Having gotten rid of racking and booting servers, companies are now comfortable taking the next step—going entirely hands-off to let automation run the database from top to bottom. They get a database to connect to (and use to store and query data), but nothing else. In this scenario, the system is a fully managed “service,” hence the DBaaS moniker, offered by an external company, by IT for its internal customers, or a combination of the two.

Many of today’s businesses want to reduce repetitive manual tasks and eliminate configuration errors or security breaches, but they don’t want to spend time fiddling with technical details. The old way of managing databases required a lot of heavy lifting. IT personnel had to learn, manage, and repair nearly all aspects of every system.

Similar to a point-and-shoot digital camera, DBaaS provides professional databases that can get running and ready in a matter of minutes without a lot of training or personnel. A service provider chooses most of the options, offering the “best” configuration for most needs.

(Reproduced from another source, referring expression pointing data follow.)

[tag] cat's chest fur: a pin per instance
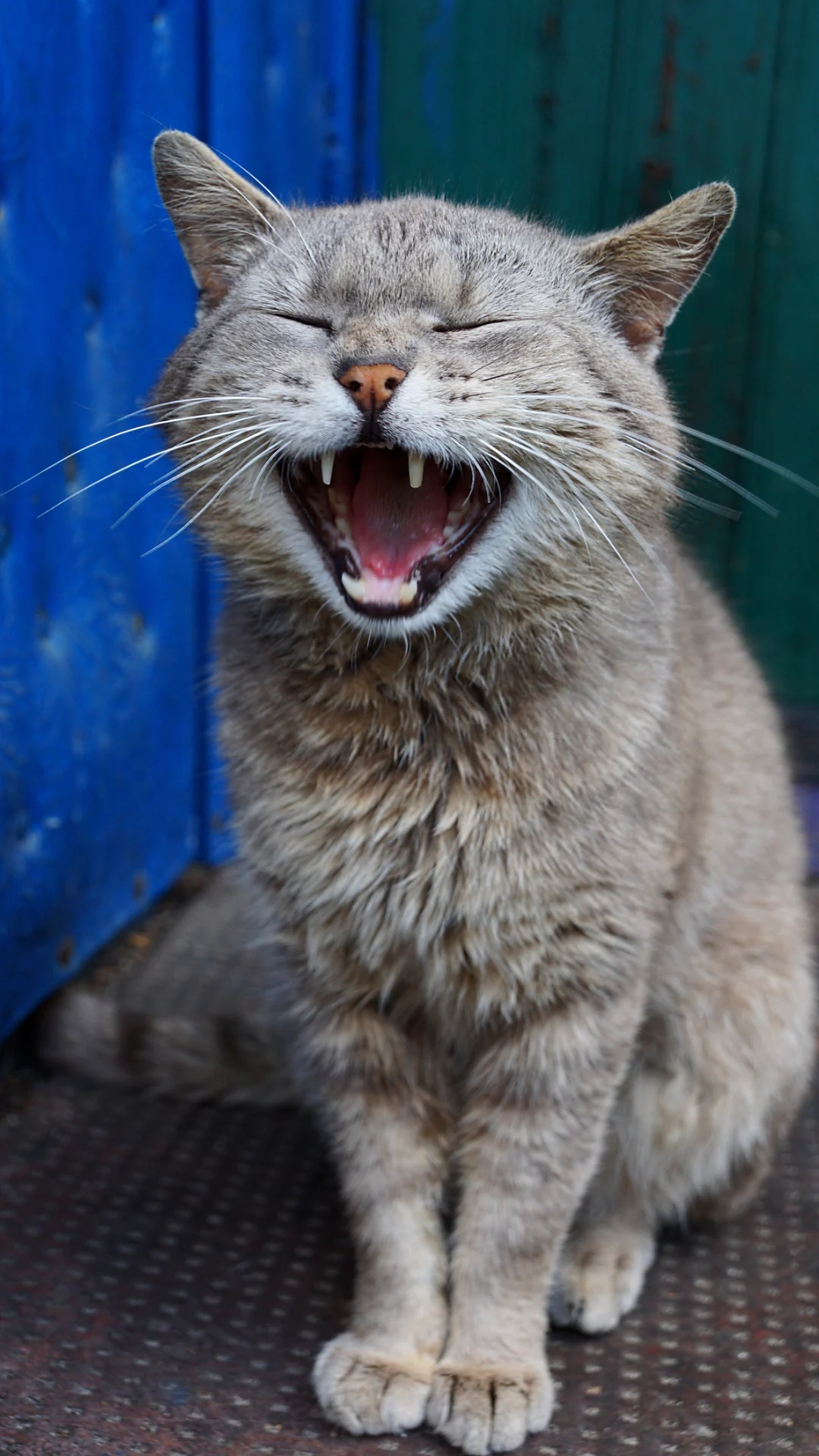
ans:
(433, 839)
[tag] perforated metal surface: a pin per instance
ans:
(168, 1274)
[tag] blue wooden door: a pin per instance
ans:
(108, 778)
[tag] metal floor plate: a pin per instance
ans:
(168, 1274)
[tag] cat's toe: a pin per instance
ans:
(601, 1277)
(488, 1408)
(369, 1392)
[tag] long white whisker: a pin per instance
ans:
(118, 435)
(673, 457)
(206, 507)
(648, 447)
(687, 430)
(611, 506)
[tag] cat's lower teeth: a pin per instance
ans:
(353, 588)
(416, 469)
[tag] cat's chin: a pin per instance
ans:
(391, 525)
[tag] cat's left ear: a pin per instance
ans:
(221, 218)
(645, 271)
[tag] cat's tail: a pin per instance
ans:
(218, 1057)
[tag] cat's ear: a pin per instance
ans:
(646, 270)
(219, 218)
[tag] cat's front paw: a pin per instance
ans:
(601, 1277)
(490, 1408)
(368, 1391)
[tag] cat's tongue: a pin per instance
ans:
(392, 525)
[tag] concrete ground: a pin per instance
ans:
(169, 1272)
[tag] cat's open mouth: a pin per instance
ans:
(391, 523)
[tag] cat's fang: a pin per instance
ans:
(416, 469)
(353, 588)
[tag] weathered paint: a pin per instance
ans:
(110, 783)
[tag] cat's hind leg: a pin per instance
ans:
(607, 1256)
(710, 1095)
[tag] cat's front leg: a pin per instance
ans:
(391, 1147)
(528, 1145)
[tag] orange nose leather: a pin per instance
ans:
(372, 384)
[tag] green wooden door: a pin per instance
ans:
(595, 111)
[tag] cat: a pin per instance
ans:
(503, 770)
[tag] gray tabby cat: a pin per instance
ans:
(502, 767)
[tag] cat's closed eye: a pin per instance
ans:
(302, 318)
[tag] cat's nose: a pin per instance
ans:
(372, 384)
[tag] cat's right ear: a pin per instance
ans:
(219, 218)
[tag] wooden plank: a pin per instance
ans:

While individual systems can become unique “snowflake” servers, DBaaS tends to avoid that by simplifying and normalizing the customization, management, and upkeep for administrators. Overall, the service makes it easier to solve problems, correct mistakes, and transfer data from one system to the next. They can scale as large as necessary, fit the needs of the customers, and offer better availability and security than most in-house operations.

DBaaS is also accessible to a larger audience because, like other “as a service” cloud innovations, it is largely defined, configured, and driven by code—not commands typed into a terminal. So, instead of requiring database specialists, developers themselves can easily create and manage database-backed apps on cloud-based development platforms. Heroku, for instance, includes a DBaaS that is configured through simple, declarative files that developers can simply “push” along with the rest of their app code.

The Future of DBaaS

DBaaS is already responsible for much of the growth in some key technologies, particularly open-source databases like MySQL. In other words, traditional database deployment is somewhat stagnant, and most new deployments are DBaaS.

The demand is so high that some tech giants started offering a managed “as a service” version of their own.

These in-house databases—think Amazon’s DynamoDB and Google’s Cloud Bigtable—were not originally intended for use by others. They initially built it for their own needs. They’re now offering it for businesses to access, though not to install and run. These customers get a great database without having to administer it, while the provider makes money from software without having to support and troubleshoot it in someone else’s data center. 

See also: Amazon’s Cloud Looks Unstoppable—And Databases Are Its Next Target

In the private cloud, on the other hand, many companies are adopting OpenStack as the “cloud operating system” of choice. OpenStack provides mechanisms to orchestrate and manage storage, networking, and other data center services, and it’s being deployed by large corporations for use in its own data centers, as well as by large cloud service providers offering public and managed private cloud services. Tesora specializes in OpenStack Trove, the OpenStack DBaaS project.

DBaaS’ rise is well-timed. As technology presses forward, the tech world is only collecting more and more data. Smart, efficient database technologies have become critical for companies of all types and sizes. As a service that can streamline operations and reduce redundancies, it can help ease their customers’ load, so they can focus on what matters most to them—their products.